How will oil costs change comic distribution?

Megan McArdle is talking about a Wall Street Journal article about how fuel increases are making industries look at how they distribute goods.

From the WSJ:

Companies that ship cheap but bulky goods are adapting the quickest. Three years ago, Kimberly-Clark Corp., maker of Kleenex tissues and Huggies diapers, started revamping its distribution network. Its distribution centers were located next to its production plants. Now the company has eight giant distribution facilities spread around the country. The new setup, which allows the company to rely more on rail, helped it save 470,000 gallons of fuel last year.

This made me think how the comics industry would change.

The collapse of comic distribution down to a single major distributor, has also been accompanied by a reduction in the number of warehouses. I don’t know for a fact, but I think I heard that Diamond now only has one warehouse. I could be wrong, it could be that there could be two or three spread around the country. But there certainly are far less than there used to be.

But when there were more regional distribution centers, distributors often sent their own trucks around to deliver the weekly comics. Today, virtually all comics are delivered to stores via UPS. (A situation that made matters interesting some years back when UPS’ Teamsters went on strike.)

With fuel costs going up, is UPS going to be a more viable or a less viable means of distribution? Will Diamond open up more regional warehouses, trading increased shipping costs from the publishers, for lower costs shipping to the retailers?

Sadly, as far as shipping to the retailers is concerned, the company that makes the choices, Diamond Distribution, doesn’t feel the increase in shipping costs to the reailers as the retailers pay for the cost of shipping. This makes it highly unlikely that any changes will be made quickly, if at all.

But in the slivers of the business where there is competition, such as graphic novels also carried by book distributors, or the smaller distributors of independent books. These sources may have warehouses closer to retailers that provide a savings on shipping costs for some retailers.

On the publishing side, reducing the size of comics, either in page count or dimensions could provide some savings in shipping. Here manga and digest sized books have an advantage over full sized comic trade paperbacks, and hardcovers.
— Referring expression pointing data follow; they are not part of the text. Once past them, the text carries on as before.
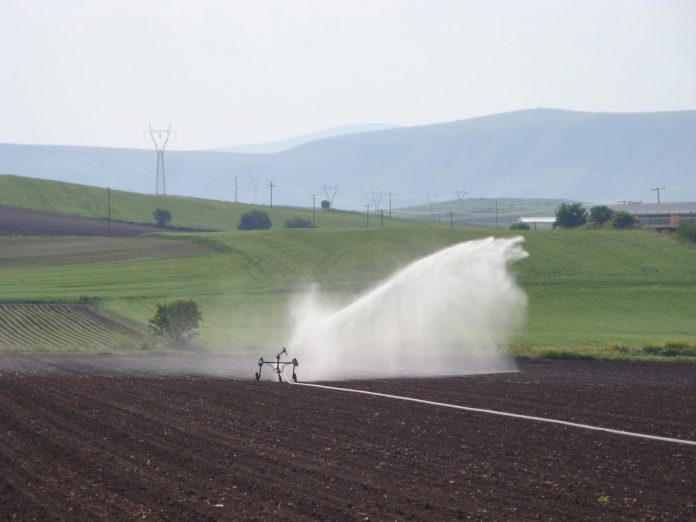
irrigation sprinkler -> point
(278, 366)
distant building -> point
(659, 216)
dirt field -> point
(103, 437)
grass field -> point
(53, 328)
(81, 200)
(590, 291)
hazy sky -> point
(91, 72)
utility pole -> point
(160, 138)
(108, 205)
(658, 189)
(271, 185)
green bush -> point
(686, 231)
(162, 217)
(570, 215)
(298, 222)
(177, 320)
(254, 220)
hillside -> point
(539, 153)
(82, 200)
(587, 290)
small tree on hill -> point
(162, 217)
(570, 215)
(623, 220)
(254, 220)
(298, 222)
(686, 231)
(177, 320)
(600, 214)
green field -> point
(590, 291)
(69, 198)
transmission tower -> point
(460, 195)
(658, 190)
(160, 137)
(330, 193)
(376, 196)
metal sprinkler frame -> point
(278, 366)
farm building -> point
(660, 216)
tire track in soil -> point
(405, 462)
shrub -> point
(686, 231)
(520, 226)
(162, 217)
(570, 215)
(254, 220)
(298, 222)
(176, 320)
(623, 220)
(600, 214)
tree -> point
(600, 214)
(298, 222)
(623, 220)
(176, 320)
(254, 220)
(162, 217)
(570, 215)
(520, 226)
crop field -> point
(587, 290)
(94, 437)
(81, 200)
(56, 328)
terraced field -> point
(55, 328)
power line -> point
(160, 138)
(658, 190)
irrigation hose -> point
(503, 414)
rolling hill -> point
(540, 153)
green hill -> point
(588, 290)
(82, 200)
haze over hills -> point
(540, 153)
(281, 145)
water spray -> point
(278, 366)
(450, 313)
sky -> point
(229, 72)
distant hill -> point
(281, 145)
(539, 153)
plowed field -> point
(88, 438)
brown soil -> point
(100, 438)
(24, 221)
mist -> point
(450, 313)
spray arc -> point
(450, 313)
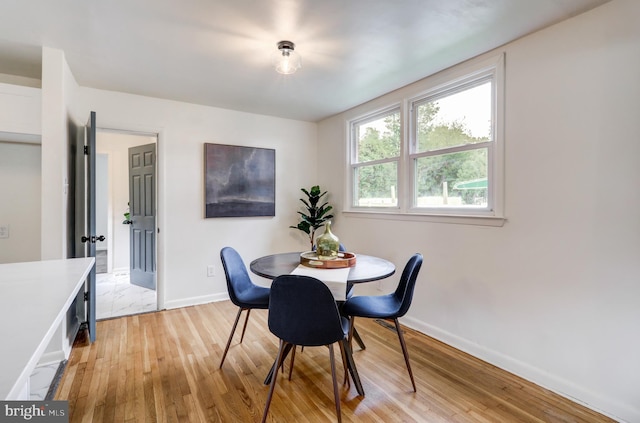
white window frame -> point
(440, 84)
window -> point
(438, 153)
(375, 159)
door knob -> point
(92, 239)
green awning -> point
(472, 184)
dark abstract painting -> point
(239, 181)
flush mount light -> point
(286, 60)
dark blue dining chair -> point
(242, 291)
(302, 311)
(391, 306)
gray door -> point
(86, 237)
(142, 206)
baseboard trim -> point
(186, 302)
(603, 405)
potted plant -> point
(314, 215)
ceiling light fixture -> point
(286, 60)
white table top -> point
(34, 299)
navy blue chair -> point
(242, 291)
(391, 306)
(302, 311)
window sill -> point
(495, 221)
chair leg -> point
(405, 352)
(351, 365)
(273, 381)
(345, 380)
(293, 359)
(336, 394)
(246, 320)
(233, 329)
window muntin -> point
(452, 180)
(376, 157)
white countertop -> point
(34, 299)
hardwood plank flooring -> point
(163, 367)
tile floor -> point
(117, 297)
(40, 381)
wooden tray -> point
(310, 259)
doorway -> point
(116, 295)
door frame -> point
(160, 204)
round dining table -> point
(366, 268)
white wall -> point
(58, 97)
(187, 241)
(20, 201)
(554, 294)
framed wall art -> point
(239, 181)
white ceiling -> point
(218, 52)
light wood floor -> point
(164, 367)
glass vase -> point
(328, 244)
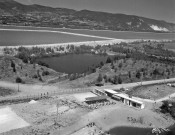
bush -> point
(18, 80)
(45, 73)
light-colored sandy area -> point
(81, 97)
(70, 33)
(61, 109)
(88, 131)
(9, 120)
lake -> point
(73, 63)
(137, 131)
(14, 38)
(30, 38)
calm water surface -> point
(137, 131)
(30, 38)
(73, 63)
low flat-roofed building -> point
(99, 92)
(110, 92)
(92, 100)
(128, 101)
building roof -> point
(96, 98)
(128, 98)
(110, 91)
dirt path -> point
(35, 89)
(70, 33)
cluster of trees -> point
(168, 107)
(114, 80)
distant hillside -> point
(14, 13)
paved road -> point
(29, 89)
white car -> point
(169, 84)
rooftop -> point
(110, 91)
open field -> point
(105, 33)
(74, 115)
(152, 91)
(36, 37)
(9, 120)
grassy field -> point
(105, 33)
(36, 38)
(6, 92)
(152, 91)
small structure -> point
(110, 92)
(92, 100)
(128, 101)
(99, 92)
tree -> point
(115, 79)
(119, 80)
(120, 65)
(108, 60)
(129, 74)
(18, 80)
(138, 74)
(101, 63)
(100, 78)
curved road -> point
(35, 89)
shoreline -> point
(158, 32)
(88, 43)
(62, 32)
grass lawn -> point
(152, 91)
(5, 92)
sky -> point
(155, 9)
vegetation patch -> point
(168, 107)
(152, 91)
(5, 92)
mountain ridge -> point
(12, 12)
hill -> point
(14, 13)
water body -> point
(30, 38)
(138, 131)
(73, 63)
(15, 38)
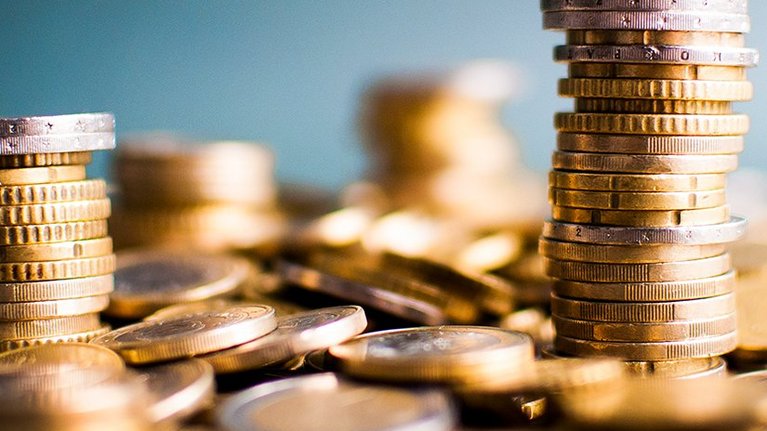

Lately the trend has beeen to have greater page counts for more advertising (especially at Marvel) which adds to the bulk, and the shipping cost.

Megan notes that:

How deep the changes go will depend on how much longer oil prices stay above $100. And since as I’ve said before, the best estimate of the future price is the current price, there’s no real way of knowing how long that will be.

So, depending on how fuel prices rise or fall, there could be great change or virtually no change to the comics business.